Mediatized politics and personalised leaderships: the Chilean case  
Ximena Orchard (University of Sheffield)

Paper short abstract:

This paper explores the concept of mediatization of politics in the Chilean system, arguing that the emergence of personalised leaderships goes hand in hand with the ability of political actors to build their popularity around media and communication strategies.

Paper long abstract:

The construction of political leaderships that grow in the media and outside party structures is a recurring pattern in Chile, which challenges the ability political parties have to develop leaderships of national projection. It is possible to argue that the last two Chilean presidents were imposed by means of surveys to their own political parties, a pattern repeated in the current presidential race.

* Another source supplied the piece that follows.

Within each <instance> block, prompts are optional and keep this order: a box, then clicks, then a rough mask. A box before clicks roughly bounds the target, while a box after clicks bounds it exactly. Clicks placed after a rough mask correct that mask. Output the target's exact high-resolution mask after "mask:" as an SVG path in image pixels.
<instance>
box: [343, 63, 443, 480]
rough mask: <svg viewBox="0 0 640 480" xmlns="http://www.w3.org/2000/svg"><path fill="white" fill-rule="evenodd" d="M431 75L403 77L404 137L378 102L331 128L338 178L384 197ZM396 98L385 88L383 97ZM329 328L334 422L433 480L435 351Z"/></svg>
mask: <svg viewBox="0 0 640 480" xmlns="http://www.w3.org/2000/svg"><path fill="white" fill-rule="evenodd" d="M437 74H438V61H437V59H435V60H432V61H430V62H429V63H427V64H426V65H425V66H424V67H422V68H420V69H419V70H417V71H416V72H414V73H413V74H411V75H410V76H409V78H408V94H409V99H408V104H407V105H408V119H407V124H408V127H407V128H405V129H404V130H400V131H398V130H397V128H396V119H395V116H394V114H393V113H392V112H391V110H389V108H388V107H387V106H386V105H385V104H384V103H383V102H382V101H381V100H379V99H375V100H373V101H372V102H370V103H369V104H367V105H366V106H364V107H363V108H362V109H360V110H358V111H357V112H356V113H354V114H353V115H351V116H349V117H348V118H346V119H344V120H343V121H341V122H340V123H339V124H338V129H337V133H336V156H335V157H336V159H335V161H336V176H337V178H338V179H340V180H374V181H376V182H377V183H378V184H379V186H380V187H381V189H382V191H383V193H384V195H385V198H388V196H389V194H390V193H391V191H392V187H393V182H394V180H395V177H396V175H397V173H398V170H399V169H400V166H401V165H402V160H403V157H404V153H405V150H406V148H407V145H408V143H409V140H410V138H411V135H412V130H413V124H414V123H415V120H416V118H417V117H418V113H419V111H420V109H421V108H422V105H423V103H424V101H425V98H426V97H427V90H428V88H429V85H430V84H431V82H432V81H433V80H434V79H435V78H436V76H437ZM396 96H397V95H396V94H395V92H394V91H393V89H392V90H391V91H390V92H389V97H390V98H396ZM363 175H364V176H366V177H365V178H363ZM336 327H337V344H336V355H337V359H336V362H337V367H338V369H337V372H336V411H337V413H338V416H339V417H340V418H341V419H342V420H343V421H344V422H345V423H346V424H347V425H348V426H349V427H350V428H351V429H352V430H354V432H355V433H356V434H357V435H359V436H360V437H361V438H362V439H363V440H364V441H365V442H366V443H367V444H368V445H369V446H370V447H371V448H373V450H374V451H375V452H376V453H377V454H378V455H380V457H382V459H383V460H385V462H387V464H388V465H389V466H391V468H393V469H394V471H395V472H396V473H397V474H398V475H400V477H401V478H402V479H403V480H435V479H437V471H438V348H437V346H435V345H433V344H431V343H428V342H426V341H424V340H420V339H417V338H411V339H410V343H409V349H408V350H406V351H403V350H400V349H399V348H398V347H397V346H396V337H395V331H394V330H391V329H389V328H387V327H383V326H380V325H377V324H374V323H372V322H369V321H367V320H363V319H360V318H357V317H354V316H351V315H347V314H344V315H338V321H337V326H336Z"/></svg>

Mediatization of politics, as a theoretical construct, offers some insight for understanding the development of this phenomenon, which acquires unique characteristics in each country of the region, and avoids generalizations. In Chile, there are signs that indicate that media praxis has been adopted by political actors, changing not only the way in which political activity is represented in public communication spaces but how practices of political actors are organized.

Academic analysis about the place of the media in the Chilean process of democratisation has generally been centered in the characteristics of media market structures. These studies allow us to understand the limited role the media have played in terms of making political and economic power accountable. However, it will be argued that the mediatization of politics has to be studied in terms of how politics itself has been modified as a result of continuous interactions with a predominantly market-driven media system. This phenomenon that can be conceptualised as media effects on political actors has deep implications in the style of leadership that dominate the Chilean political scene.